A place to see the light turning stained glass into art.

In Rod’s Hands

Mon and I had just returned from our European vacation when my former colleague and good friend from NBCC, Department Head Cathy Peppard, emailed me to ask if I could make something as a farewell gift for another fellow coworker of mine and longtime instructing partner in the Aquaculture Program, Rod Carney. Rod and I worked together for 17 years at NBCC and long before that in the aquaculture industry.

Of course, there was no saying “No”. I was honored and truly excited to be asked to make something for Rod. Time was the catch, however, as I only had 6 days to come up with a concept, design the pattern and produce the finished piece. I wasn’t sure if I would be able to do it in that time frame. Plus, this was the first stained glass project since breaking my wrist 10 weeks ago, so I was nervous about being out of “glass shape”. And I was working with brand new equipment received for my retirement (soldering iron and glass etcher) so there’s the unknown factor. All that, however, would not stop me.

Being aquaculturists (both Rod and I), I knew the concept would have to involve fish.
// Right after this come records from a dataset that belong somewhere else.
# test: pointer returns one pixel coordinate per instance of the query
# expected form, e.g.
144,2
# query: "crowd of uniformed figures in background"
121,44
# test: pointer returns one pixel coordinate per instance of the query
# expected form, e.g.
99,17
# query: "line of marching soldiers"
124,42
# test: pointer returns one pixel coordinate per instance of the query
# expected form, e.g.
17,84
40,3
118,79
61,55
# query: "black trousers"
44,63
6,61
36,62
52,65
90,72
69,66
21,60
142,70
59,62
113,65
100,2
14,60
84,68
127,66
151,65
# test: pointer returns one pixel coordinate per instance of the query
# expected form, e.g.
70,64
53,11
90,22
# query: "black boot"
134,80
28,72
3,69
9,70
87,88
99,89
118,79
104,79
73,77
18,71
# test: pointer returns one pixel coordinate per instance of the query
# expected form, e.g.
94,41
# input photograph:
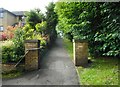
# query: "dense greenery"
13,50
52,20
38,26
99,23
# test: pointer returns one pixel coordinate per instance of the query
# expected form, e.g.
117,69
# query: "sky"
24,5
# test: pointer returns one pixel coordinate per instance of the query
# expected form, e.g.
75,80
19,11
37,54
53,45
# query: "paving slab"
56,69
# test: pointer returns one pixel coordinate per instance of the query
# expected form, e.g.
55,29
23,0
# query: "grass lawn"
102,71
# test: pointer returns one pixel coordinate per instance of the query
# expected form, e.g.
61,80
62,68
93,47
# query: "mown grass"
102,71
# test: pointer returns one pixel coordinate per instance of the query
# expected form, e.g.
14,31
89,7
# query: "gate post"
80,50
32,59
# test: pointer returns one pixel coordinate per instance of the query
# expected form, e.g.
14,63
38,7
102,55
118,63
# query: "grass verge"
102,71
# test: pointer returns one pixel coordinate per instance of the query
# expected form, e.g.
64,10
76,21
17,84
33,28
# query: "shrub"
14,49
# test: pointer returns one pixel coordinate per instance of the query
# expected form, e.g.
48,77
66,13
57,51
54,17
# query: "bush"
14,49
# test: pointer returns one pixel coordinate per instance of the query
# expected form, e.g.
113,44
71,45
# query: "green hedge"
99,23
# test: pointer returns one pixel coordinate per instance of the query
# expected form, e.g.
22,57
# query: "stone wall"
80,49
32,58
10,67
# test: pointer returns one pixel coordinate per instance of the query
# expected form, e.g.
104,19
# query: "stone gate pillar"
80,50
32,58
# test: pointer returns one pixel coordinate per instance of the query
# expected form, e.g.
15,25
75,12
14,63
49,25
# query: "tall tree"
51,19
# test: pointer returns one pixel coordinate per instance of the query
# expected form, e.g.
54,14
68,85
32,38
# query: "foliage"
8,34
14,49
69,47
33,17
41,27
51,19
96,22
18,42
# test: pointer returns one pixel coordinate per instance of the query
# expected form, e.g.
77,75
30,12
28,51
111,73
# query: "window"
1,28
1,15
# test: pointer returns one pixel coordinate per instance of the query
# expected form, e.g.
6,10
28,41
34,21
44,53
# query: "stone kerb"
32,58
80,50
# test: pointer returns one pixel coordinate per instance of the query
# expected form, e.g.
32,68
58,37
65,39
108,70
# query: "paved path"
56,69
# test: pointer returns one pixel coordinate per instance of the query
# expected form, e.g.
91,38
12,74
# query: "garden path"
56,69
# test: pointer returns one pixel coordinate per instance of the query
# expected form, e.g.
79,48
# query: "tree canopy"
99,23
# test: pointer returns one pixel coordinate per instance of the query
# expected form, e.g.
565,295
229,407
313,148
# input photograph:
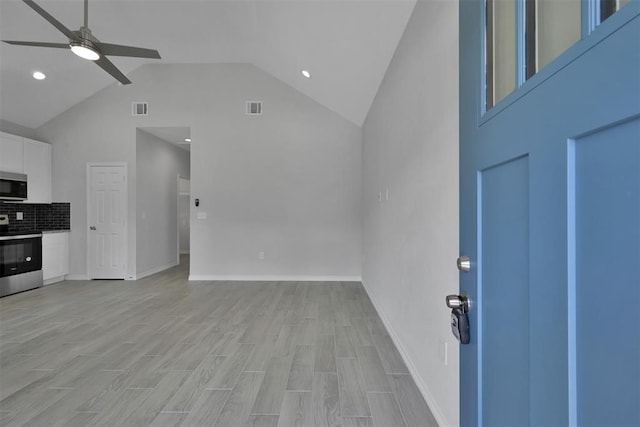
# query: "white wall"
287,183
16,129
158,165
410,146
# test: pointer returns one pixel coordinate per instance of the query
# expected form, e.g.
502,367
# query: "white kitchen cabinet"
55,256
37,167
11,154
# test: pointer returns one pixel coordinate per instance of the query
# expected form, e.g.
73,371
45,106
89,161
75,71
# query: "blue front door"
550,217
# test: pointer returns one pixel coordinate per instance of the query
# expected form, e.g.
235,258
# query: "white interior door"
107,213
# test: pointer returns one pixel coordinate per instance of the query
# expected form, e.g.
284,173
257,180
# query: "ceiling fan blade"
120,50
37,44
108,66
53,21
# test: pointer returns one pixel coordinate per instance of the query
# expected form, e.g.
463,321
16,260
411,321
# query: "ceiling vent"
254,108
139,108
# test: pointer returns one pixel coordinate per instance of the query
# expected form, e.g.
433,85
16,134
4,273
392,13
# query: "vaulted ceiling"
345,44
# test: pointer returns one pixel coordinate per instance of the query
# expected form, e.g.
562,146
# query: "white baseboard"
76,277
53,280
155,270
426,393
258,278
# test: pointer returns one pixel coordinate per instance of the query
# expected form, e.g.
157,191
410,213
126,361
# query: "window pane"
558,28
609,7
504,48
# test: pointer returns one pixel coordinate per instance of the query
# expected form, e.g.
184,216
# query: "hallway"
163,351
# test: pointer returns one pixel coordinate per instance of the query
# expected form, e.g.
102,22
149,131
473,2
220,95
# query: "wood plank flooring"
163,351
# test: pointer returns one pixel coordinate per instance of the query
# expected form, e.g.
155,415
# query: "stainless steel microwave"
13,186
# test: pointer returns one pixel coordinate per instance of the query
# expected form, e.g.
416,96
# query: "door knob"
464,264
458,301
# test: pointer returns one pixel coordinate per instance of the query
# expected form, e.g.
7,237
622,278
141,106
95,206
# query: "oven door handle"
22,236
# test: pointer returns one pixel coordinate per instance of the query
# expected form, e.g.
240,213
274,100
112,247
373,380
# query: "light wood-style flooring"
163,351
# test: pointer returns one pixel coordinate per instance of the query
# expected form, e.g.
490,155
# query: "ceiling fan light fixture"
84,51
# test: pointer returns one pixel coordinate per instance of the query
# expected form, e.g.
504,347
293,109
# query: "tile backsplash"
56,216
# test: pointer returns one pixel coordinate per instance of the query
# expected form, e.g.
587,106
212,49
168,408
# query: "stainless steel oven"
13,186
20,262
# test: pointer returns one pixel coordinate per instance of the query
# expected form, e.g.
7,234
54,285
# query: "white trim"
53,280
123,165
76,277
426,393
258,278
155,270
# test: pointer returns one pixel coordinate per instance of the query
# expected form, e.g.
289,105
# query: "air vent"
254,108
139,108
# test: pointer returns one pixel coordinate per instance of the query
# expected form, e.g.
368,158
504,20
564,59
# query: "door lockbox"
459,305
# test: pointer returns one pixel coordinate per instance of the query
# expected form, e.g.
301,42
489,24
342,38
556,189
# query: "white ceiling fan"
85,45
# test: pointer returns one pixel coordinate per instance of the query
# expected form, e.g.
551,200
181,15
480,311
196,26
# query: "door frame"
179,193
123,165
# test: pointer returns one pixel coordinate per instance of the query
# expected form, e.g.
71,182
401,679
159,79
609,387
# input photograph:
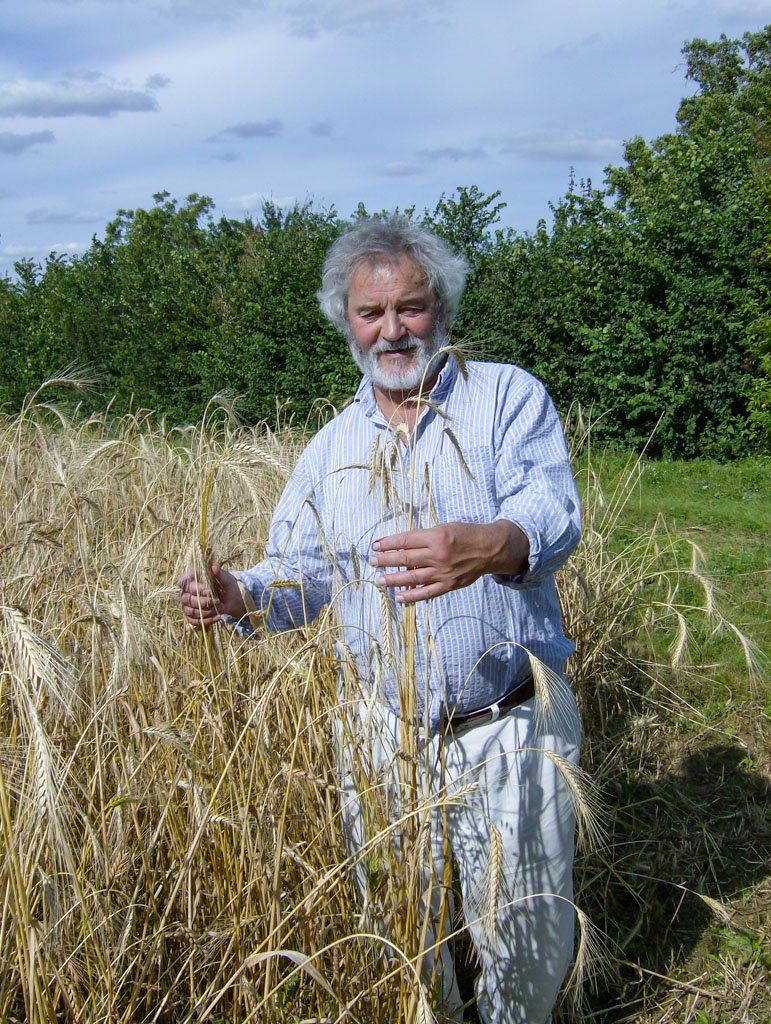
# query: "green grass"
683,759
725,511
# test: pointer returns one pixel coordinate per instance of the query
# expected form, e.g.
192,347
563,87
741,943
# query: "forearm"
508,549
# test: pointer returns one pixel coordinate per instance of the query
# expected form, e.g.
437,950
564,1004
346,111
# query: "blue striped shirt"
486,448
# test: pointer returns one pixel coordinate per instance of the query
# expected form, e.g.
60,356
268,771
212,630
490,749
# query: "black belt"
523,691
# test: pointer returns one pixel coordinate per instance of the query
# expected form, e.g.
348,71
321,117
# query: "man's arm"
448,557
538,521
204,604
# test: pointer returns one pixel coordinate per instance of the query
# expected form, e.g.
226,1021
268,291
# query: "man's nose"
392,327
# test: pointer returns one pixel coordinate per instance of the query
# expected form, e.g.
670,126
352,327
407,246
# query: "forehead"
387,276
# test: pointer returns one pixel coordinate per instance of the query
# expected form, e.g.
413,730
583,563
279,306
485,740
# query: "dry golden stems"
194,805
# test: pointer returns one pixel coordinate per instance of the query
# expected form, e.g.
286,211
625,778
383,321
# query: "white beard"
424,366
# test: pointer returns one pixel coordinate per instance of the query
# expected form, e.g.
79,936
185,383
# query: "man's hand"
447,557
203,604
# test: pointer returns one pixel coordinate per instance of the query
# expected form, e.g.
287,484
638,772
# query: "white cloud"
399,169
90,94
747,10
203,9
158,82
320,128
562,144
455,153
251,129
46,216
311,17
12,142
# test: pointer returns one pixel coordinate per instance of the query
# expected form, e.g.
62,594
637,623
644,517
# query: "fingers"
199,604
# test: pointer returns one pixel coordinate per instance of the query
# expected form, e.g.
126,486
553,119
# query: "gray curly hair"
375,240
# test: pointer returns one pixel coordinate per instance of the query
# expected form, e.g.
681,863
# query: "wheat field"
169,810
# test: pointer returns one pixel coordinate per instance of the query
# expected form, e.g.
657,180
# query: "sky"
388,102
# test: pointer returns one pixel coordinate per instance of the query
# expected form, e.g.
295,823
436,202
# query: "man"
431,514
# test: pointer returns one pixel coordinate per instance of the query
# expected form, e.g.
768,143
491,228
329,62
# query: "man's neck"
402,407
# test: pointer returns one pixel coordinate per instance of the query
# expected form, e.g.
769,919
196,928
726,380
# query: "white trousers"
517,887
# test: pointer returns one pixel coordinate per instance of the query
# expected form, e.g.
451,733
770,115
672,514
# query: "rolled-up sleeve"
292,582
533,482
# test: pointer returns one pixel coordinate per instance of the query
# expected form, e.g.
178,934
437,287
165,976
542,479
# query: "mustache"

I tossed around numerous ideas until I finally chose a colorful photo of a trout that looked like it would make a good subject matter. original photo In the photo, someone (Rod) is holding the trout in their hands although the fingers and thumbs are not fully shown. So, I expanded the pattern to show more of the hands.

While working, I reminisced on my experiences over the years teaching with Rod. I recalled how I always trusted his judgement and how I admired his dedication to his work in the classroom and in the hatchery. I always knew that both the students AND the fish were safe in his care. So, I named this piece “In Rod’s Hands”… that felt appropriate.

Pattern created, copied and the copy cut into tracing pieces, my next task was to choose the glass. That meant a trip to Downey Stained Glass in Maugerville to consult with Brenda. We were able to find some beautiful Uroboros for the fish’s body, some colorful ripple glass for the fins, salmon pink for the hands and gray water glass for the background.

Back in the studio, the next four days were happily spent cutting, grinding, washing, foiling, soldering, washing again, and finally patina and polishing. The finished piece is 18″ x 14” and is the first original piece to be signed (lower right corner) with the new etcher tool. I really like it and am so pleased to be part of the surprise for Rod. Especially glad that I was able to deliver this in person in St. Andrews at a campus gathering, and present it to him myself.